Smriti Mandhana has been named in TIME magazine's 100 Most Influential People in Sports 2026, becoming the only Indian athlete to feature in the prestigious global ranking. The 29-year-old vice captain of the Indian women's cricket team joins a list that spans continents, disciplines, and generations - a recognition that reflects both her individual brilliance and the growing stature of women's cricket on the world stage.
The list, which TIME describes as featuring "people shaping sports today," is headlined by basketball legend LeBron James and draws from a wide range of disciplines - football, tennis, golf, basketball, winter sports and beyond. That breadth makes Mandhana's inclusion all the more striking. In a ranking that spans everything from live beach volleyball odds to billion-dollar franchises, the Mumbai-born left-hander stands as the sole representative of Indian sport, a marker of just how far her influence has travelled beyond the subcontinent. live beach volleyball odds
A Record-Breaker Who Keeps Rewriting the Books
TIME's profile of Mandhana is anchored in numbers, and with good reason. She is the first Indian woman to score a double century in a domestic one-day game, the first to score a century in all three international formats, and is a joint holder of the record for the most international women's cricket centuries with 17. She is also the first woman to surpass 1,000 one-day international runs in a single calendar year - a barrier that had stood unbroken until she cleared it. In 2024, she set the record for the most international runs across formats by a woman, then went and broke her own mark the following year. That back-to-back feat earned her the BBC Indian Sportswoman of 2025 award.
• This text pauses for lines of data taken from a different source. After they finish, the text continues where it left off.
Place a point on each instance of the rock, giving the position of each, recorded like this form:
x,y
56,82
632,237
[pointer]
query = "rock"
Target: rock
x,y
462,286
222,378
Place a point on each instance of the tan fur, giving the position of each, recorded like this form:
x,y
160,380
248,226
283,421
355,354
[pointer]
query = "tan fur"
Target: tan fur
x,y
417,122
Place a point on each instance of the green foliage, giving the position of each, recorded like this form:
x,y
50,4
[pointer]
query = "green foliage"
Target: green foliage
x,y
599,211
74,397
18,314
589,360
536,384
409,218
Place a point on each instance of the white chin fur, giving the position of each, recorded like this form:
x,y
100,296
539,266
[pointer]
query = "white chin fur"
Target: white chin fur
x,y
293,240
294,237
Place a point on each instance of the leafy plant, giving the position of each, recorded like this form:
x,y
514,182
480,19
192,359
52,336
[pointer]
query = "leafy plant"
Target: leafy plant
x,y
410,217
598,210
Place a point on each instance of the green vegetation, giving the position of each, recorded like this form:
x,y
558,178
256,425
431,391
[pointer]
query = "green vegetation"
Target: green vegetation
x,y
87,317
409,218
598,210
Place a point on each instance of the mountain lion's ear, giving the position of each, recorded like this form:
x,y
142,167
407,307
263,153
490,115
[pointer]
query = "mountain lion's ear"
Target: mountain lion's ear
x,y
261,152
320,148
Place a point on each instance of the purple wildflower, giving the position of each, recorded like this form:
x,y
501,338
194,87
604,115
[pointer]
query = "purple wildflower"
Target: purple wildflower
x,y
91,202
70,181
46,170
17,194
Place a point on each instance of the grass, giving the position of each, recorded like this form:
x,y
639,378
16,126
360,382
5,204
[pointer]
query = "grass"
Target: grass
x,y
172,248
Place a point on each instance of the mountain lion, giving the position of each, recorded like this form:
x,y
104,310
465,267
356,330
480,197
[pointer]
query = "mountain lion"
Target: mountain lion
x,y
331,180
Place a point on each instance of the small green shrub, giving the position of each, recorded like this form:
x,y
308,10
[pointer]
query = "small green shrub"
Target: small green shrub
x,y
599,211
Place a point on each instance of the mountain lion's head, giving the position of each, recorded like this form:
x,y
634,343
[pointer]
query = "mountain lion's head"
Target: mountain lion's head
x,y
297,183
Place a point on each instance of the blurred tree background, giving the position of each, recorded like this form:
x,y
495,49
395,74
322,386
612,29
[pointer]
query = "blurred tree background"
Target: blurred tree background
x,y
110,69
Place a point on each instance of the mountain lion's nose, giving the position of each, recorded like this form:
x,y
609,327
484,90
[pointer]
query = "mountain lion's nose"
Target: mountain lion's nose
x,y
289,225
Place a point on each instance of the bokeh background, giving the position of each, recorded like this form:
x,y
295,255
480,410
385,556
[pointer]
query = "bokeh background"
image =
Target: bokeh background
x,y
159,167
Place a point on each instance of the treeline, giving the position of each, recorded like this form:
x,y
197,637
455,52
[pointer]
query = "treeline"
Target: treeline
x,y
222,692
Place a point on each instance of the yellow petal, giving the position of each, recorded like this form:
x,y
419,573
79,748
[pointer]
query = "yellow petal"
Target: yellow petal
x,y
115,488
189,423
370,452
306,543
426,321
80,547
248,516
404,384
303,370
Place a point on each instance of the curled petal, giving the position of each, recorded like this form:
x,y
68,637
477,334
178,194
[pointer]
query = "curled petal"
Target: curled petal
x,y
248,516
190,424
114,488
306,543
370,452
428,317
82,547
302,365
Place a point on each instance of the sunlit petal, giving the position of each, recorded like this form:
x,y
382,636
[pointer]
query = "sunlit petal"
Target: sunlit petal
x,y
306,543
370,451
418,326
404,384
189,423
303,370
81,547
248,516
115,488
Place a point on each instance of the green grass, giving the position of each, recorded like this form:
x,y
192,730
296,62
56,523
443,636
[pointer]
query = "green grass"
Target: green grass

What separates Mandhana from many statistical champions, however, is that the runs have arrived consistently against the best attacks in conditions that have not always suited her style. As an attacking left-handed opener, she has always carried risk as a feature, not a flaw. The records, as TIME put it, "keep tumbling in."
Team Honours Have Arrived to Match the Individual Acclaim
TIME noted that Mandhana herself is "proudest of the team honors she is also accumulating," and the recent chapter of her career gives her every reason to be. She captained Royal Challengers Bangalore to Women's Premier League titles in both 2024 and 2026, establishing herself not just as a match-winner but as a leader capable of building and driving a winning culture across a franchise competition. At international level, she was vice captain when India lifted the ICC Women's World Cup, contributing the second-highest run tally in that tournament - a performance that underlined her capacity to deliver when the stakes are at their highest.
Mandhana's Company on a Global Stage
The full list offers a snapshot of sport's most consequential figures in 2026. Alongside LeBron James, it includes football icons Lionel Messi and Cristiano Ronaldo, tennis star Carlos Alcaraz, basketball phenomenon Victor Wembanyama, New York Knicks guard Jalen Brunson, golfer Rory McIlroy, Chinese-American skier Eileen Gu, and FIFA president Gianni Infantino. South Africa's Test captain Temba Bavuma also features - recognition for a transformative period that saw him lead the Proteas to a historic series win in India and the World Test Championship title.
The presence of both Mandhana and Bavuma on the same list is a reminder of how cricket's centre of gravity continues to shift and broaden. For Indian sport specifically, Mandhana's solitary entry carries the weight of a nation's expectations and an entire format's ambitions. Women's cricket in India has grown rapidly in visibility and commercial value, and Mandhana has been at the centre of that growth - not as a figurehead, but as its most consistent and compelling performer.